Performance measurement features, which measure packet delay, jitter and integrity, are common in conventional networks today. It is critical that any performance measurement monitoring of a service experience of the customer does not adversely impact network performance. The measurement of packet parameters must be done at a sufficient granularity to detect network failure events that matter to the service type of the customer and provide a proper determination of an event from an end-user or end-device perspective.
From a perspective of the end-user or end-device, performance thresholds are different depending on the usage profile stage (e.g. service access vs. service use) and timeliness requirements for the service application type. For example, an event that causes a 30 second packet delay would be considered a service outage for telephony but not for email. A service failure for PSTN telephony is when a subscriber experiences dial tone delay greater than 5 seconds or ring back delay greater than 9 seconds when trying to access the service and greater than 5 second delay (or the subscriber being disconnected and having to re-dial) when in a talk state. At these thresholds the subscriber would conclude that a service denial or premature disconnect had occurred. However, if the impairment lasted long enough such that after three attempts (when the typical subscriber abandons the call attempt), the subscriber would consider that the service is unavailable. This threshold is considered to be 30 seconds.
Today's communications network measurement of failure event data has focused on improving the effectiveness and efficiency of operations personnel. Network elements generate warning alarms and data regarding failure events that enable operational personnel to diagnose and field-repair the equipment. Network products exist today that are capable of assigning timing information to these alarms and data to facilitate the automated reporting of reliability-related metrics. However, this is not sufficient to provide meaningful SLAs since the information does not reflect the impact from the service customers' perspective.

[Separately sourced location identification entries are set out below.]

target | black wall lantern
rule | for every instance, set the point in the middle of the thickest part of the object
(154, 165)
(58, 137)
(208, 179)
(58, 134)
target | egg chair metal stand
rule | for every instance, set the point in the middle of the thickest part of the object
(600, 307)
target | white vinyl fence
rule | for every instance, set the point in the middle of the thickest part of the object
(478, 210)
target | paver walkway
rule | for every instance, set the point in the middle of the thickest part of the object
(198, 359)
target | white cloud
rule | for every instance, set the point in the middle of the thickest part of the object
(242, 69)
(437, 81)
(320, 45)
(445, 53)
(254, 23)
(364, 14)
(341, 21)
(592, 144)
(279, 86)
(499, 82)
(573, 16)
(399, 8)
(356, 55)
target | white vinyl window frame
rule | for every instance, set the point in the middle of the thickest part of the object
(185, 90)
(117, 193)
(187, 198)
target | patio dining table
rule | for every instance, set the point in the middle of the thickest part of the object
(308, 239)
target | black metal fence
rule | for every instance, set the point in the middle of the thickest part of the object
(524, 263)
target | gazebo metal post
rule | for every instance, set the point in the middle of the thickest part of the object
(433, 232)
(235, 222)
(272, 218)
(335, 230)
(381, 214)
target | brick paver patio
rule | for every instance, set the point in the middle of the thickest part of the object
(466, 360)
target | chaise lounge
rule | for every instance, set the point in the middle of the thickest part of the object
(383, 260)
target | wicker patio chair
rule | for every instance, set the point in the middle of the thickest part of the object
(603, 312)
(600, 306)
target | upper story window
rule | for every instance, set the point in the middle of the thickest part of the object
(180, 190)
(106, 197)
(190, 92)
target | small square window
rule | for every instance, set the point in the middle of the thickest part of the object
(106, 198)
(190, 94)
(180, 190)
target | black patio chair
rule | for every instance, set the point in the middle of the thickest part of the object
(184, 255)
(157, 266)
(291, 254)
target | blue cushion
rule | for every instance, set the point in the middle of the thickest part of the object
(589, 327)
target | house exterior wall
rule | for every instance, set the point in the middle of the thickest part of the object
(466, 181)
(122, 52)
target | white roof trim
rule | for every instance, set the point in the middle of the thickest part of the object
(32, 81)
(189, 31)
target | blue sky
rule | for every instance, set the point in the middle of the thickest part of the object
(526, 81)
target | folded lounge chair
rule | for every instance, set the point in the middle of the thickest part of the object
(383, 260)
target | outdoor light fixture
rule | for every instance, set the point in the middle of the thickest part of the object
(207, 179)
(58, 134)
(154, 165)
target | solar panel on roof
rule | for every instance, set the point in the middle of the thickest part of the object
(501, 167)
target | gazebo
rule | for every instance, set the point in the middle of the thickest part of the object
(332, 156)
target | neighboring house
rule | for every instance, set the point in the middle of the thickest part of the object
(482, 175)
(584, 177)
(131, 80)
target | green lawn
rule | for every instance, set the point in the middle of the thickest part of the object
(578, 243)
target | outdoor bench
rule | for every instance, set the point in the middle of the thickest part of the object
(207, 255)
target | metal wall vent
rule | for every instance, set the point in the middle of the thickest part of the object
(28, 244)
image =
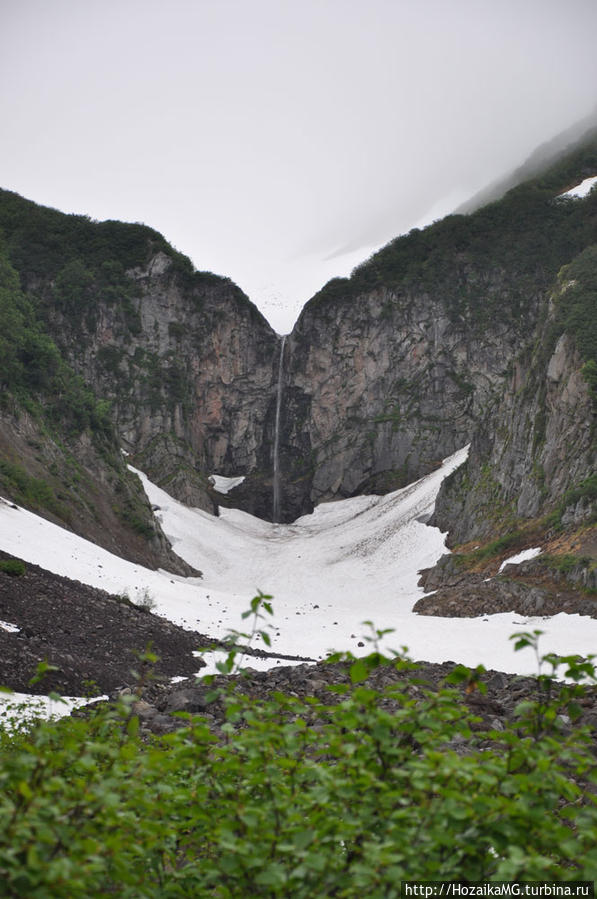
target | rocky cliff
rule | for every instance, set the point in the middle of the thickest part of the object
(535, 451)
(391, 370)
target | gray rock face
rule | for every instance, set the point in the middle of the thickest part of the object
(536, 444)
(189, 369)
(380, 390)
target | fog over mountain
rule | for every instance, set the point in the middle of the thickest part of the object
(280, 143)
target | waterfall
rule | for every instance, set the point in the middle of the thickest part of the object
(276, 496)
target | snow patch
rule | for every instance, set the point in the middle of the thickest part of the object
(581, 190)
(349, 561)
(225, 485)
(523, 556)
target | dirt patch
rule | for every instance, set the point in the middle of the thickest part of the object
(88, 634)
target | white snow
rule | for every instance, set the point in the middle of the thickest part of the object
(347, 562)
(523, 556)
(581, 190)
(225, 485)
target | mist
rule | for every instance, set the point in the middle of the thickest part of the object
(281, 143)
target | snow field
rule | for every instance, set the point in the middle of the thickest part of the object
(348, 562)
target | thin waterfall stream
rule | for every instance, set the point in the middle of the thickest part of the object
(276, 492)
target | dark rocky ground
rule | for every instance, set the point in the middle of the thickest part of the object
(531, 588)
(89, 635)
(157, 704)
(92, 636)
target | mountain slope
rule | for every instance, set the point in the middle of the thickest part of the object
(391, 369)
(384, 375)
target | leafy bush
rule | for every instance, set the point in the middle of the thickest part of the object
(302, 798)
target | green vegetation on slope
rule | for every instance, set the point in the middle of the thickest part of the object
(375, 794)
(494, 261)
(576, 311)
(32, 371)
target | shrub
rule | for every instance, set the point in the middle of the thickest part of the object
(12, 567)
(302, 798)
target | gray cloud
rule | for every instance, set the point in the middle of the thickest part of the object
(257, 134)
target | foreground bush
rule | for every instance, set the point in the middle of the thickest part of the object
(349, 805)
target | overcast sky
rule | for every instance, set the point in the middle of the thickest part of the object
(280, 141)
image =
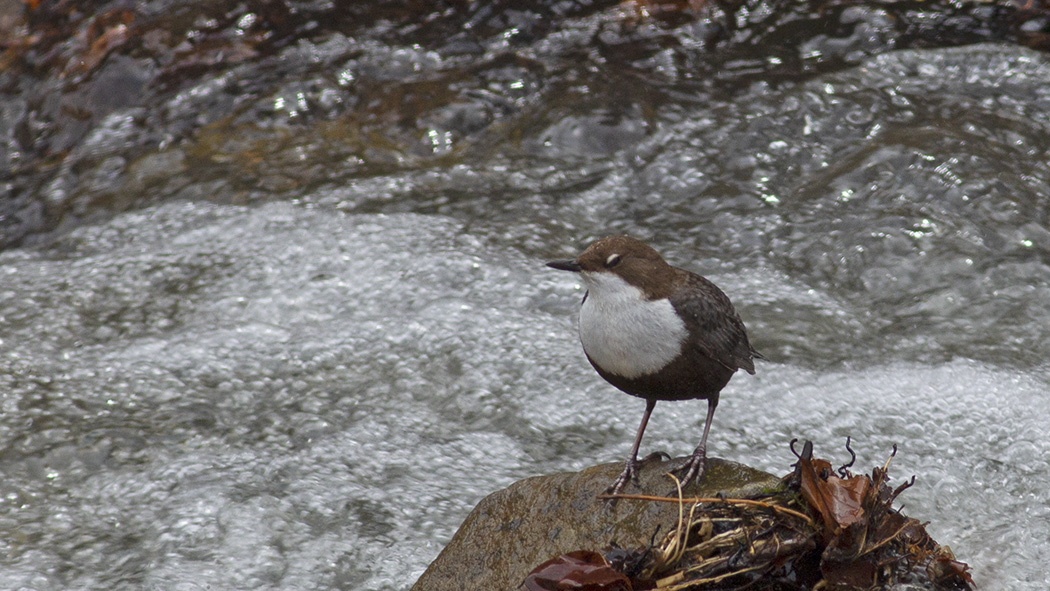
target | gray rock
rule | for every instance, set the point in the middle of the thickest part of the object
(513, 530)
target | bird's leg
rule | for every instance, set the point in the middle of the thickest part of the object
(630, 472)
(694, 466)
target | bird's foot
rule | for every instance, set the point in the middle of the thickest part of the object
(630, 473)
(693, 467)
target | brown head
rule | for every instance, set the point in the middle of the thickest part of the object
(633, 260)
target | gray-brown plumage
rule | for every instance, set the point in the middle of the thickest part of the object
(658, 333)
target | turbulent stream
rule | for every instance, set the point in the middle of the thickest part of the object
(312, 391)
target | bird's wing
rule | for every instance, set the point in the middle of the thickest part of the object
(714, 325)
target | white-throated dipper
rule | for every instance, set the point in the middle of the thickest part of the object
(657, 332)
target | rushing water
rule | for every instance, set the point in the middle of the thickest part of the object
(313, 393)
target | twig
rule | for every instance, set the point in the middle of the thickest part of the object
(711, 500)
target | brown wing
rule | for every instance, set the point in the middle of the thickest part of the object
(714, 325)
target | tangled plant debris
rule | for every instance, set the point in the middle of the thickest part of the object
(820, 529)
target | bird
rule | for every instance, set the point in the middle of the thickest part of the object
(657, 332)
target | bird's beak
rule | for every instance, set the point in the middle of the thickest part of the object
(565, 266)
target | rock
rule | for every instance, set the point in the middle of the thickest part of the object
(513, 530)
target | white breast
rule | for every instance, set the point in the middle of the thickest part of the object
(623, 332)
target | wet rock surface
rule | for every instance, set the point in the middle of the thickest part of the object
(273, 311)
(513, 530)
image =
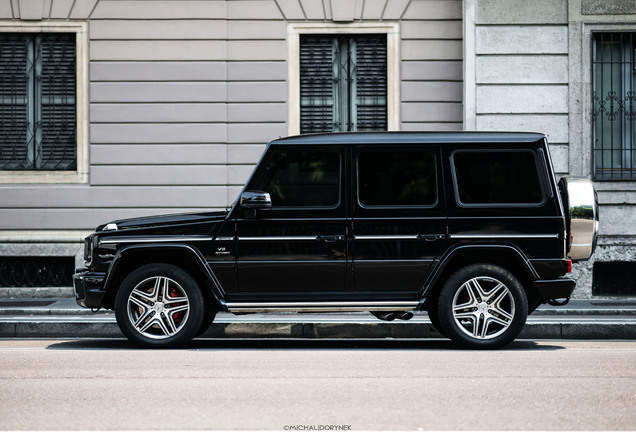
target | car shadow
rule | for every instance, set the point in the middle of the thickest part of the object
(297, 344)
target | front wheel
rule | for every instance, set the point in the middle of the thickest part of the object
(159, 306)
(482, 306)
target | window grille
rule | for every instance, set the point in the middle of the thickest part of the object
(343, 83)
(36, 271)
(614, 110)
(37, 102)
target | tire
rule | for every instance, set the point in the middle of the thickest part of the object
(144, 315)
(482, 306)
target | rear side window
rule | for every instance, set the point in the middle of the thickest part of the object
(397, 178)
(495, 177)
(302, 178)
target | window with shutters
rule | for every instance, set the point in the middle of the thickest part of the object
(343, 82)
(38, 123)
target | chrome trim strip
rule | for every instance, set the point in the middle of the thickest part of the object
(281, 238)
(504, 236)
(321, 306)
(387, 237)
(156, 239)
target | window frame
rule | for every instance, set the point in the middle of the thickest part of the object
(539, 171)
(612, 173)
(264, 164)
(393, 151)
(80, 174)
(392, 31)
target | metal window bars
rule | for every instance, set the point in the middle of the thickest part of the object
(343, 83)
(613, 106)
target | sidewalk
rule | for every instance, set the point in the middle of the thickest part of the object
(60, 317)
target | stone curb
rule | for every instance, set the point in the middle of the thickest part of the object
(107, 328)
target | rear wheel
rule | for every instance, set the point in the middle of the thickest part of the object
(159, 306)
(482, 306)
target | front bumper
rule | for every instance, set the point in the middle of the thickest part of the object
(551, 289)
(88, 286)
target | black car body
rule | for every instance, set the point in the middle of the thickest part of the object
(472, 227)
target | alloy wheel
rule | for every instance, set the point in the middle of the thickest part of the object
(158, 307)
(483, 308)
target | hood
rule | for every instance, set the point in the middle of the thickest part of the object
(170, 220)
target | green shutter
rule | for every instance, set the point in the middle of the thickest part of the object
(316, 84)
(37, 102)
(370, 83)
(14, 118)
(58, 144)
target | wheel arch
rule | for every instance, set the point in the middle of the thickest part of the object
(505, 256)
(132, 257)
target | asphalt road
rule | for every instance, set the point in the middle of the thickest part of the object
(317, 385)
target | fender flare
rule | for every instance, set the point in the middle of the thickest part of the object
(453, 253)
(213, 286)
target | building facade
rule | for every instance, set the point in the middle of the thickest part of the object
(120, 108)
(565, 68)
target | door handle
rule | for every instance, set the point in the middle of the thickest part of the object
(431, 237)
(331, 238)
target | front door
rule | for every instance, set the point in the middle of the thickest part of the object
(399, 224)
(298, 247)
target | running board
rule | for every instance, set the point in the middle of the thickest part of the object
(244, 307)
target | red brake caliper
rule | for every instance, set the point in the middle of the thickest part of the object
(178, 316)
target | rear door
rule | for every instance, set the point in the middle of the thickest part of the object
(399, 223)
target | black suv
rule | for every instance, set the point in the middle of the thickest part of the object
(471, 227)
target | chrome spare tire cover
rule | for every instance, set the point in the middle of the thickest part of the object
(582, 213)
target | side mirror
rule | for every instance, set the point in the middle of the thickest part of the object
(255, 200)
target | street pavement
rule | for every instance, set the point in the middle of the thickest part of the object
(60, 317)
(318, 384)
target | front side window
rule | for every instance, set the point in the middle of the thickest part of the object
(614, 106)
(343, 83)
(301, 178)
(492, 178)
(38, 102)
(397, 178)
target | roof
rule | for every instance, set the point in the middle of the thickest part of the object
(411, 137)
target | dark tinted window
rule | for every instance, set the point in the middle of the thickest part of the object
(397, 178)
(497, 177)
(302, 178)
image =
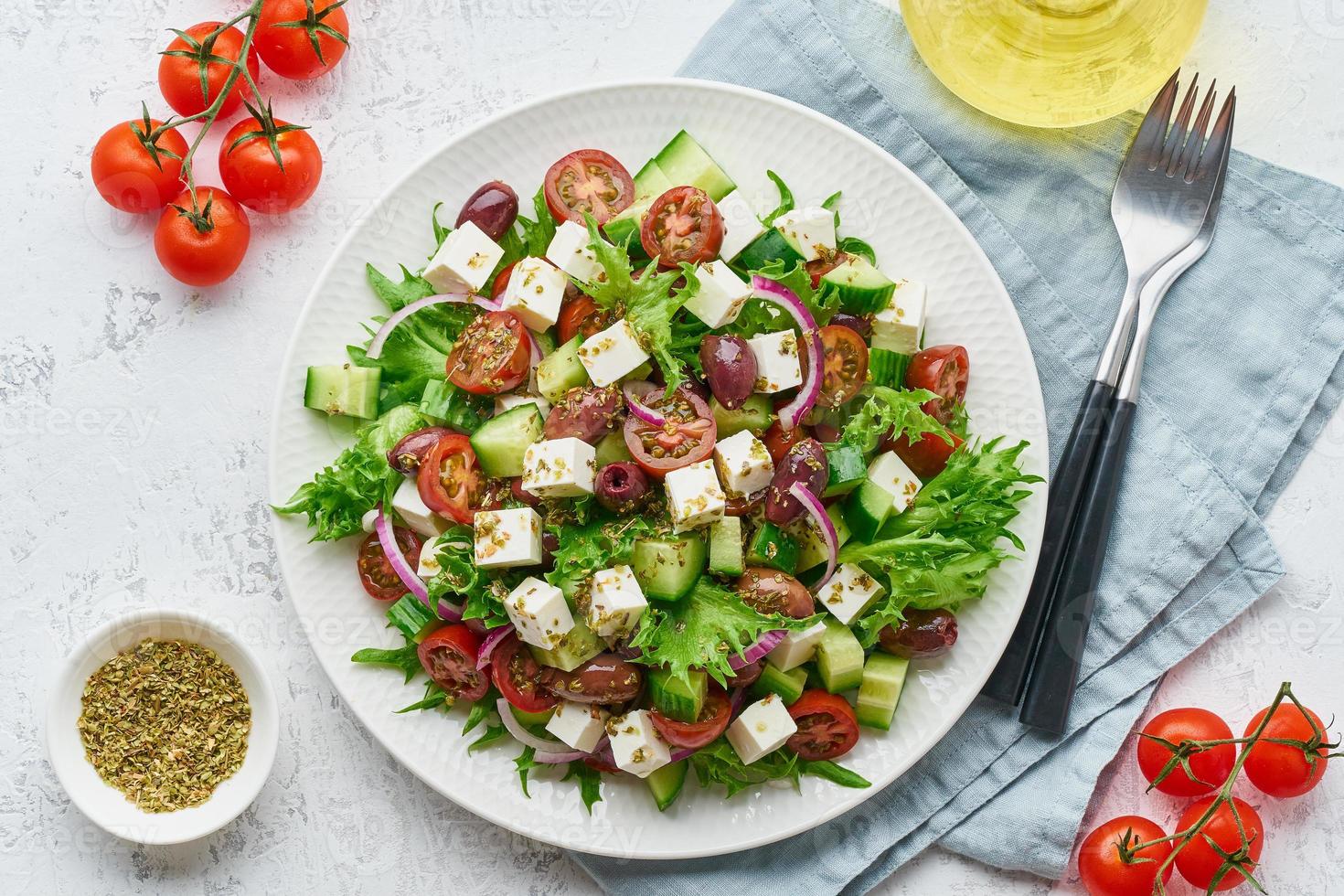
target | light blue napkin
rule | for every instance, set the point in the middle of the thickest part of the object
(1243, 371)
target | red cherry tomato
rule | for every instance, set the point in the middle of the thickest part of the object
(827, 726)
(517, 673)
(588, 182)
(377, 574)
(1178, 726)
(687, 438)
(448, 656)
(683, 225)
(1199, 863)
(491, 357)
(289, 51)
(126, 176)
(943, 369)
(451, 481)
(692, 735)
(202, 252)
(179, 77)
(1104, 869)
(1283, 770)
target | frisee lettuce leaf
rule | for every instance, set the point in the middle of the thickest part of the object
(703, 629)
(940, 551)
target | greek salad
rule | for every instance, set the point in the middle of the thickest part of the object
(655, 483)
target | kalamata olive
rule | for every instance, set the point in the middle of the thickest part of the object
(603, 678)
(748, 675)
(923, 633)
(492, 208)
(586, 412)
(768, 590)
(408, 454)
(620, 486)
(730, 368)
(806, 464)
(860, 325)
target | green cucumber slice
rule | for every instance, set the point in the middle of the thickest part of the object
(343, 389)
(883, 680)
(839, 657)
(502, 441)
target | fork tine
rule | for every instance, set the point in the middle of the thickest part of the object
(1178, 133)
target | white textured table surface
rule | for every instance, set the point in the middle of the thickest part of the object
(133, 418)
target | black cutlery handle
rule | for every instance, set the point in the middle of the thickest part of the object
(1008, 680)
(1055, 673)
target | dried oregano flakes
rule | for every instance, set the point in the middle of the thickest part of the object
(165, 723)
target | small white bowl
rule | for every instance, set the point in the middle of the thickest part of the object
(108, 806)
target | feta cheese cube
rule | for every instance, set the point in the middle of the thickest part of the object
(891, 475)
(743, 464)
(464, 262)
(539, 613)
(508, 538)
(763, 729)
(560, 468)
(508, 402)
(615, 601)
(848, 592)
(612, 354)
(797, 647)
(411, 508)
(778, 366)
(695, 497)
(811, 229)
(900, 325)
(571, 251)
(578, 724)
(636, 743)
(534, 293)
(720, 295)
(741, 225)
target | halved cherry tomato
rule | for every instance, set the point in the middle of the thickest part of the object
(943, 369)
(684, 440)
(377, 574)
(491, 357)
(692, 735)
(451, 481)
(844, 364)
(827, 726)
(517, 673)
(581, 316)
(928, 457)
(449, 656)
(588, 182)
(683, 225)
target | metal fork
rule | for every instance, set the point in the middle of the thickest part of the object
(1163, 206)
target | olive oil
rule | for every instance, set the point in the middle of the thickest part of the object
(1052, 63)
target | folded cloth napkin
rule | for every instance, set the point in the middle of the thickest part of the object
(1243, 371)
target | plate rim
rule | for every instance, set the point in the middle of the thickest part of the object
(283, 400)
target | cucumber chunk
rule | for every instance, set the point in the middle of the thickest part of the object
(883, 680)
(502, 441)
(754, 415)
(343, 389)
(560, 371)
(677, 699)
(726, 547)
(666, 782)
(667, 569)
(771, 547)
(788, 686)
(839, 657)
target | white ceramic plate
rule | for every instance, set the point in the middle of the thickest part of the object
(915, 235)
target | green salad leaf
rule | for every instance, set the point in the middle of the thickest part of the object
(337, 497)
(703, 629)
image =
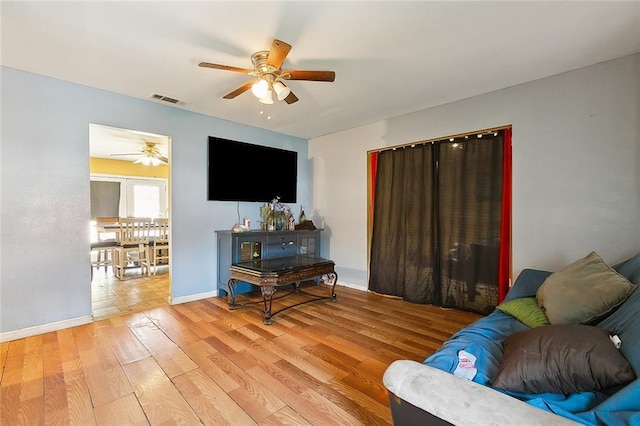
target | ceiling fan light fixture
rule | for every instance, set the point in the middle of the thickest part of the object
(260, 89)
(281, 90)
(267, 98)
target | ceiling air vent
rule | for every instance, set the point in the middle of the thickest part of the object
(165, 99)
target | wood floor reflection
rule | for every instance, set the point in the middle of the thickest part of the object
(198, 363)
(111, 296)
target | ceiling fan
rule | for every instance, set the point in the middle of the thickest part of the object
(270, 77)
(149, 155)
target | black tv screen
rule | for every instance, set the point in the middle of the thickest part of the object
(240, 171)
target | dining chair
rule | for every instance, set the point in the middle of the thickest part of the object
(159, 243)
(103, 248)
(132, 246)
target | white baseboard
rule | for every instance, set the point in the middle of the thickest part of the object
(44, 328)
(192, 297)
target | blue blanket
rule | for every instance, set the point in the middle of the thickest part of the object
(484, 339)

The next generation network is a multi-service network that provides a wide range of service applications each with their own threshold criteria for service failure and service outage. The application types are real-time interactive such as voice, video conferencing, e-gaming, and financial transactions, real-time non-interactive such as video and television and non-real-time such as email and downloading files.
Currently operational personnel need to capture, analyze and compute data in order to track service dependability performance so that it can be compared to objectives. This requires a significant amount of manual effort and usually only considers network element failure modes, though a considerable contributor to end-to-end service dependability issue may be network failures, such as cable cuts. Therefore it would be advantageous to have an autonomous system that can measure, analyze and report network failure events in terms of dependability parameters and statistical dependability metrics.